Designer

Olin Levi Warner

He drew America's first commemorative coin. Then two other men signed it.

America's first commemorative coin carries the initials of two Mint engravers — a "B" by the neck, an "M" hidden in a ship's rigging. The man who actually saved the design, a Connecticut farm boy turned Paris-trained sculptor named Olin Levi Warner, left no mark on it at all. He never lived to see how famous his little half dollar would become.

Who he was

Olin Levi Warner was born on a farm in Suffield, Connecticut, on April 9, 1844, and he did not start out an artist. As a young man he worked as an artisan and as a telegraph operator — tapping out other people's messages while he saved for a life of his own.

That life was Paris. In 1869 he sailed for France and enrolled at the École des Beaux-Arts, the most prestigious art school in the world, studying sculpture under François Jouffroy. He also worked as an assistant to Jean-Baptiste Carpeaux, one of the great French sculptors of the age — a real apprenticeship, hands in the clay beside a master.

His timing was dramatic. When France proclaimed the Third Republic in 1870 and Prussian armies closed on Paris, Warner enlisted in the Foreign Legion. He returned to his studies only after the Siege of Paris lifted in 1871, then came home for good, opening a New York studio in 1872.

Recognition came slowly, and money slower still. Warner helped found the Society of American Artists in 1877 and won full election to the National Academy of Design in 1889 — respect from his peers. But commissions were thin enough that he took work designing for makers of silver and plated ware to keep the studio lit.

The craft

Warner's gift was the portrait in low relief — the bas-relief, a sculpted image that rises only slightly from a flat background, exactly the way a face rises from the surface of a coin. He is often credited with helping popularize the form in America. His portrait medallions are quiet and dignified, and they breathe in a way flat profiles rarely do.

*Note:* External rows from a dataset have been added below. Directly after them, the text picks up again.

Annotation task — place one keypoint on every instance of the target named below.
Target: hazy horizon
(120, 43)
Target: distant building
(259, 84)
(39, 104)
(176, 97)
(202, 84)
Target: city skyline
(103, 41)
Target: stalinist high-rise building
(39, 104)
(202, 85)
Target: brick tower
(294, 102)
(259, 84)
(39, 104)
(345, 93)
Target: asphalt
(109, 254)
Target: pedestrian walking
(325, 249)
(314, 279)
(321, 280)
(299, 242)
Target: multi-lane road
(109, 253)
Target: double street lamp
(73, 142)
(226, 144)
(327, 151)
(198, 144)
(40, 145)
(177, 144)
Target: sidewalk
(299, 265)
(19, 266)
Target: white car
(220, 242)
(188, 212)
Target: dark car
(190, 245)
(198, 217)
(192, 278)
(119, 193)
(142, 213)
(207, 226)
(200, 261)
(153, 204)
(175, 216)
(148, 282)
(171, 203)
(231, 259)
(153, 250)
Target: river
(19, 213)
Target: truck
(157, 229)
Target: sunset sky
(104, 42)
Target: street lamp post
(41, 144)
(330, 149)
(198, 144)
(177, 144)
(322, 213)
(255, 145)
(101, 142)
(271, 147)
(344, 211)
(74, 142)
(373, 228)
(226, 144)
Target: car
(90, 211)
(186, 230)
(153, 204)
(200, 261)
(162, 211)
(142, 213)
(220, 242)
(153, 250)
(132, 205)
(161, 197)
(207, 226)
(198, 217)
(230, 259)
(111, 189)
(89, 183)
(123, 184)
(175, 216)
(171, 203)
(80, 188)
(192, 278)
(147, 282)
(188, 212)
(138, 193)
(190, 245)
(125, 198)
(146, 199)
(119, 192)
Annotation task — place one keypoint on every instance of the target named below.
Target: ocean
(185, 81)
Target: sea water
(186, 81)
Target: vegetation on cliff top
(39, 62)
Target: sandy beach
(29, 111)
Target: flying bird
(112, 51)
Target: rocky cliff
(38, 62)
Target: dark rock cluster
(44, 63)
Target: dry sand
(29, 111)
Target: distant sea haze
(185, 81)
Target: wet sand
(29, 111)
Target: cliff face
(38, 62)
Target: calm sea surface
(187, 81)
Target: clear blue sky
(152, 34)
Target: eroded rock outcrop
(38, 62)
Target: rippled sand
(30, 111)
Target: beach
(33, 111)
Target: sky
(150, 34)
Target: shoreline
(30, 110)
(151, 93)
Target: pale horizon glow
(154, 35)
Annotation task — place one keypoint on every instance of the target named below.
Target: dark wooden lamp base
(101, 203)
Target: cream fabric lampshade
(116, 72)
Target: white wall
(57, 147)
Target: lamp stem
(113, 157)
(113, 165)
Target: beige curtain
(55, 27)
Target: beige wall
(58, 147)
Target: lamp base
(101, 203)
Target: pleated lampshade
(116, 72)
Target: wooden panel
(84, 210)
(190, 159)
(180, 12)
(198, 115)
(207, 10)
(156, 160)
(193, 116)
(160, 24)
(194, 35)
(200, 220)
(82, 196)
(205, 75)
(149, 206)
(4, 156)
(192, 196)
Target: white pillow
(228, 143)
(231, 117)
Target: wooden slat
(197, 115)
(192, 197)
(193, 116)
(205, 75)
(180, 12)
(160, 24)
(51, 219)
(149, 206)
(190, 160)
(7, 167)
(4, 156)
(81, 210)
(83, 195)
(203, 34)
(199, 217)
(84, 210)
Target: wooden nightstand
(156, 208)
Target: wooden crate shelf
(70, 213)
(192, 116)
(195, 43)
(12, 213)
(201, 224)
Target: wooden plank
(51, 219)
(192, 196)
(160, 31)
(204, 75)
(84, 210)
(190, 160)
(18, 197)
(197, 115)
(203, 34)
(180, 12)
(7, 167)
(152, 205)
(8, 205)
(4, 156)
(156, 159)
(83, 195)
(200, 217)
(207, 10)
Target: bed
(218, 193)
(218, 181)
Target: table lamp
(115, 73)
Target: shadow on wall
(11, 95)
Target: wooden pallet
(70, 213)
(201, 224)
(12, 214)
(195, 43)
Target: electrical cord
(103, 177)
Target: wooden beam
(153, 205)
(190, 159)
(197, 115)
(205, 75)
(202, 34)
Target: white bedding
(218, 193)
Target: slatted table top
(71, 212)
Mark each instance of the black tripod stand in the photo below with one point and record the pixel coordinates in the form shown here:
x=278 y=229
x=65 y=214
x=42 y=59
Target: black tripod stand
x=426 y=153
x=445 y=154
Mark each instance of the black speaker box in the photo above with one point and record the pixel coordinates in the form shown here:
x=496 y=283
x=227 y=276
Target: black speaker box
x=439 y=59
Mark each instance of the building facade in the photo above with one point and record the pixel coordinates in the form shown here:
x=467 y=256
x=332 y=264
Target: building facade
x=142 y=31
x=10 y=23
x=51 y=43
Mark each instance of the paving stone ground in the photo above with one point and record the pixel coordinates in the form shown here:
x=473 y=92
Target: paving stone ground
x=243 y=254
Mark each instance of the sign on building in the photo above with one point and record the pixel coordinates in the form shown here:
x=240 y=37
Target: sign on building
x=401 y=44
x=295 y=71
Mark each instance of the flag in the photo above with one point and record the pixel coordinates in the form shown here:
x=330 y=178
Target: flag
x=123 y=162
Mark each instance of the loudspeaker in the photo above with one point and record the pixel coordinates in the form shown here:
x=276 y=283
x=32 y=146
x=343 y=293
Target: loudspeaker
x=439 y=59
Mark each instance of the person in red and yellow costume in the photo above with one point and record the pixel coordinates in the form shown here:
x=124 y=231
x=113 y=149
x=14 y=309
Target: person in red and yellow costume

His most haunting work began with a friendship. The lawyer and poet Charles Erskine Scott Wood, who had befriended tribes along the Columbia River during army service, feared they were vanishing and urged Warner to record their leaders in bronze. In 1889 Wood brought the sculptor to Portland, Oregon, and introduced him to Chief Joseph of the Nez Perce. The portrait that came out of that meeting was good enough to send Warner west again in 1891 to model more — Cayuse and Nez Perce chiefs, studied from life, real people at a moment when most American art rendered "the Indian" as a type. It is the same instinct that shaped his coin work: catch the specific human face, not the symbol.

That instinct collided with the United States Mint in 1892. The World's Columbian Exposition in Chicago — the great fair marking 400 years since Columbus crossed the Atlantic — needed a souvenir coin to raise money. The Mint's own chief engraver, Charles E. Barber, drew first; the press savaged him, saying his Columbus looked "more a long-haired professor than the celebrated mariner." The fair needed a rescue, and Warner — by then the exposition's director of decorations — was asked to supply one.

What Warner gave them was a complete design, and the reverse was unmistakably his: a caravel — the small, high-sterned sailing ship of Columbus's era, here standing in for his flagship the Santa María — riding above two globes for the two hemispheres, with 1492 below. For the front he worked from the fair's own badges, which carried a profile of Columbus facing right. On September 23, 1892, fair leaders and Mint officials settled it: the badge profile for the obverse — the "heads" side — and Warner's caravel for the reverse.

Here is the twist that makes Warner a kind of ghost. By Mint rule, only Mint engravers could cut the working dies — the hardened steel stamps that strike the design into each blank. So Barber adapted the obverse and signed it with his "B" near the neck, and his assistant George T. Morgan reworked the ship from photographs and tucked his "M" into the rigging. The coin the public bought — and that catalogs still credit to Barber and Morgan — was built on Warner's design, wearing two other men's initials. The result, the Columbian half dollar, became the first commemorative coin the United States ever struck, and the first U.S. coin to portray a real historical person rather than an allegory of Liberty.

Warner did not have long. In 1895 he won the kind of commission a sculptor dreams of: bronze doors for the new Library of Congress in Washington. He had finished three tympanums and one door when, on August 14, 1896, he died of injuries from a bicycle accident in New York's Central Park. He was 52. The sculptor Herbert Adams completed the rest.